Question en litige no 1 : Est-ce que la division générale a commis une erreur de droit en jugeant que la recherche d’un emploi préalablement à la présentation d’une demande de prestations ne constituait pas un motif valable aux termes de l’article 10(4) de la Loi sur l’assurance-emploi (Loi sur l’AE)?

Question en litige no 2 : Est-ce que la division générale a commis une erreur de droit en déterminant qu’une personne raisonnable ne se serait pas fiée uniquement au site Web de la Commission et aurait communiqué directement avec Service Canada pour se renseigner au sujet de ses droits et de ses obligations au moment de présenter une demande de prestations d’assurance-emploi?

Question en litige no 3 : Est-ce que la division générale a refusé d’exercer sa compétence en ne se penchant pas sur une question liée à la Charte canadienne des droits et libertés (Charte)?

Analyse

Mandat de la division d’appel

[7] La Cour d’appel fédérale a déterminé que, lorsque la division d’appel instruit des appels au titre du paragraphe 58(1) de la Loi sur le ministère de l’Emploi et du Développement social, le mandat de la division d’appel lui est conféré par les articles 55 à 69 de cette loiNote de bas de page 1.

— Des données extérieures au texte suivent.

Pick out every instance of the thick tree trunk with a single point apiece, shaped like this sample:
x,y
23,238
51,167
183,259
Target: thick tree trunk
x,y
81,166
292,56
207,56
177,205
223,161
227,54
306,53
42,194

[8] La division d’appel agit à titre de tribunal administratif d’appel eu égard aux décisions rendues par la division générale et n’exerce pas un pouvoir de surveillance de la nature de celui qu’exerce une cour supérieureNote de bas de page 2.

[9] En conséquence, à moins que la division générale n’ait pas observé un principe de justice naturelle, qu’elle ait erré en droit ou qu’elle ait fondé sa décision sur une conclusion de fait erronée, tirée de façon abusive ou arbitraire ou sans tenir compte des éléments portés à sa connaissance, le Tribunal doit rejeter l’appel.

Question en litige no 1 : Est-ce que la division générale a commis une erreur de droit en jugeant que la recherche d’un emploi préalablement à la présentation d’une demande de prestations ne constituait pas un motif valable?

[10] Ce moyen d’appel est sans fondement.

[11] Pour établir l’existence d’un motif valable aux termes de l’article 10(4) de la Loi sur l’AE, un prestataire doit réussir à démontrer qu’il a fait ce que toute personne raisonnable se trouvant dans la même situation aurait fait pour se renseigner sur ses droits et obligations aux termes de la Loi sur l’AE. La Cour d’appel fédérale a réaffirmé à maintes occasions que les prestataires ont le devoir de se renseigner sur leurs droits et obligations et sur les mesures à prendre pour protéger une demande de prestationsNote de bas de page 3.

[12] La division générale a déterminé que le prestataire avait d’abord déclaré à la Commission qu’il se concentrait sur la recherche d’un emploi pendant la période du retard. Il croyait qu’il trouverait un emploi rapidement et n’a donc pas présenté sa demande immédiatement.

[13] La division générale a conclu à juste titre que, aussi louable qu’elle puisse être, l’intention de ne pas demander de prestations d’assurance-emploi et de chercher un autre emploi ne constituait pas un motif valable pour justifier la présentation en retard de la demandeNote de bas de page 4.

[14] Ce moyen d’appel est rejeté.

Question en litige no 2 : Est-ce que la division générale a commis une erreur de droit en déterminant qu’une personne raisonnable ne se serait pas fiée uniquement au site Web de la Commission et aurait communiqué directement avec Service Canada?

[15] Ce moyen d’appel est sans fondement.

[16] Le prestataire soutient qu’il a attendu pour présenter sa demande parce qu’il se fiait au site Web de Service Canada et comprenait, selon les renseignements affichés sur le site, qu’il n’avait pas à présenter sa demande sur-le-champ.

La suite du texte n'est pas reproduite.